Todas las uvas pueden comerse, pero la inmensa mayoría de las vinificables, no reúnen las características deseables para una fruta fresca y selecta, y recíprocamente sólo pocas uvas de mesa son susceptibles de dar buenos vinos, porque son muy diversas las exigencias en uno y otro caso.
Para hacer vino buscamos solamente rendimiento y calidad de los mostos, aunque este concepto de calidad sea muy complejo y varíe según la clase de vino que queramos elaborar; pero en todo caso no tiene importancia alguna la belleza del racimo, y sólo indirectamente entran en línea de cuenta su forma más o menos apretada, el tamaño de ellos y el de los granos de uva, la proporción de los hollejos, la abundancia, escasez o falta de pepitas, la carnosidad de la pulpa y dentro de ciertos límites, la época de madurez.

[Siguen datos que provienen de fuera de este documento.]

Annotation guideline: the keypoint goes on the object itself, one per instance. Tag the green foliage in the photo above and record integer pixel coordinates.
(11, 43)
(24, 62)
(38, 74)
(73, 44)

Por el contrario, la uva selecta para mesa debe ser bella y buena. El aspecto agradable del racimo es condición esencial y el racimo debe ser sanísimo, de bueno tamaño o muy grande, con granos sueltos, gruesos, iguales, de bonitos matices de color. Para los mercados exteriores, no es deseable un excesivo dulzor unido a demasiada escasa acidez, porque hay muchos paladares que prefieren fruta de sabor más fresco y menos empalagoso; pero no son admisibles uvas no maduras, de sabor duro, ácido, «verde». Para la uva de mesa las condiciones de durabilidad y resistencia a enmohecidos cuentan entre las más estimables. La escasez de pepitas es deseable y alguna variedad es particularmente apreciada por carecer de ellas.
Finalmente, la época de madurez alcanza la máxima importancia, pues los frutos más tempranos o los más tardíos pueden lograr mayor demanda y precios más altos por presentarse en el mercado en épocas en que no hay congestión de esta fruta.